Friday, August 22, 2008

Greve, passeata

O assunto cansa a minha beleza. Mas vamos lá. Outro dia rolou (de novo) uma greve dos funcionários da Cedae. Disseram que quase todos (70%) aderiram. Você sentiu alguma diferença? Não percebi nadinha. Todo mundo com quem andei conversando a respeito semana passada também não. Tinha gente que nem sabia o que aconteceu. Não notem niguém fedido na rua. Pelo menos mais que o normal.

Raciocina comigo. A empresa deu conta do recado com 30% do efetivo. O que a maioria faz por lá então?

Imagino que a rotina desse pessoal seja assim:

8h: desenho
11h: almoço
12h: sobremesa
12h30: sesta
13h30: Nintendo
15h15: trabalho
15h20: fofoca
15h24: discussão sobre a próxima greve
15h54: adiós, muchachos

Trabalhar na Cedae até parece uma colônia de férias por outros meios.

Coincidência ou não (nunca é, mas enfim), aconteceu também uma passeata de privilegiados do Estado (porque servidores somos nós, lacaios) em frente ao Palácio das Laranjeiras. Motivo: pedição de grana. Claro, com lindos adornos. Melhoria nos serviços etc. Se o governo (que também não vale nada) bate o pezinho, aí eles reclamam: "Descaso com a saúde! Descaso com a educação!" Mordomia agora tem outro nome. Me engana que eu gosto.

Procurei no jornal Inverta (que só eu e mais três pessoas lêem) alguma coisa sobre os dois assuntos. Topei com um editoral sobre a Cedae:

Greve na CEDAE

Os trabalhadores da CEDAE (Companhia de Águas e Esgotos do Estado do Rio de Janeiro) entraram em greve de 24 horas com indicativo de paralisação geral pela intransigência dos patrões em não aceitar negociar o acordo coletivo da categoria, que é sempre negociado em 1º de Maio. As questões principais para os cedaeanos são a garantia no emprego e a manutenção da jornada de trabalho de 40h semanais, ou seja, os trabalhadores querem impedir o desemprego, e, com o aumento da jornada de trabalho, maior exploração dos funcionários da empresa, já que a proposta de aumento salarial não existe. A greve tem como objetivo provocar a abertura dos canais de negociação trabalhista porque os chefões da empresa já ajuizaram nos tribunais trabalhistas suas propostas de mais exploração e garantia de desemprego a qualquer momento já que as ameaças começaram.


"Patrões", "chefões", "cedeanos". Ai, ai. Mas deixa esses termos para lá.
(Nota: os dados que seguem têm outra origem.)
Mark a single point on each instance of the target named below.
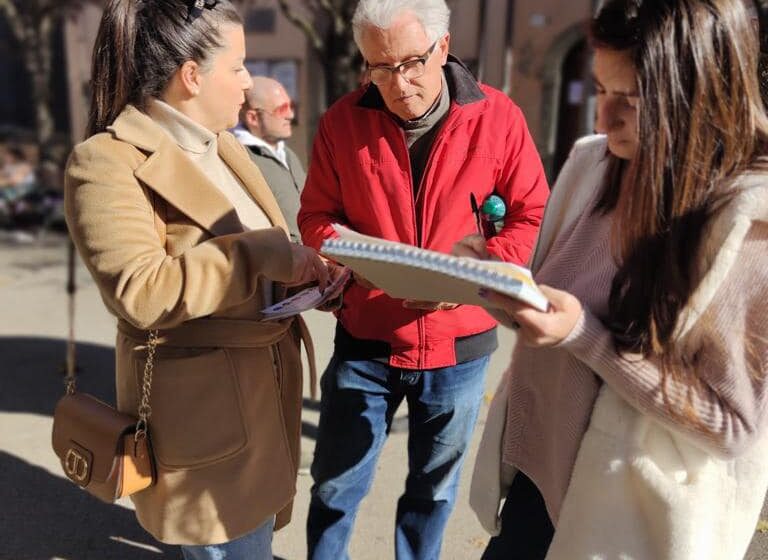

Outra coisa é mais importante. Você pensou que peguei um editorial recente, não foi? Nada! Ele é de 2003. A mesma porcaria de antes se repete agora. Esses grevistas são robozinhos teleguiados.

Um trecho de outra matéria do Inverta:

Os trabalhadores da CEDAE estão dispostos a manter a tradição dos últimos anos e enfrentar o governo do Estado (Garotinho), a fim de evitar a continuação do sucateamento da empresa e impedir sua privatização, conquistar na luta um acordo coletivo onde: a recuperação das perdas salariais, a garantia de emprego, concurso público para melhoria dos serviços prestados à população; e somar-se à luta dos trabalhadores das empresas de saneamento básico do país inteiro, para impedir a privatização desse setor como quer o governo federal. Estas foram as falações feitas na Assembléia.


De novo, retocando aqui e ali, tudo poderia ser repetido hoje. As "falações cedaenas" (quase termo acadêmico) são de 2001. Slogans recicláveis.

A loucura tem método. Os privilegiados do Estado fazem greve como forma de pressão. Os pretextos lindos são só isso mesmo: pretextos. O que querem é desestabilizar tudo quando convém.

A verdade é que os serviços básicos estatais são ninho de comunas. Quer dizer que todo privilegiado estatal é comuna? Não. Mas os comunas sabem aproveitar as chances. Como ninguém quer saber de política, eles tomam a cabeça dos sindicatos. Outra coisa. Isso tudo significa que eles seqüestraram os serviços. Imagina um monte de fanáticos de prontidão, prestes a sabotar os serviços básicos de uma cidade a qualquer momento! Nem preciso martelar a gravidade da situação.

Pompeu dizia: "Se eu bater os pés no chão, surgiram legiões do nada para derrotar César." Depois ele tomou na cabeça... Mas quem controla essa gente do sindicato pode ser mais eficiente que Pompeu. Eles podem mesmo convocar uma cabeçada de gente do nada. Eles podem botar uma cidade como o Rio de Janeiro de joelhos. Eles são como Marco Antônio incitando a plebe a caçar os assassinos de César.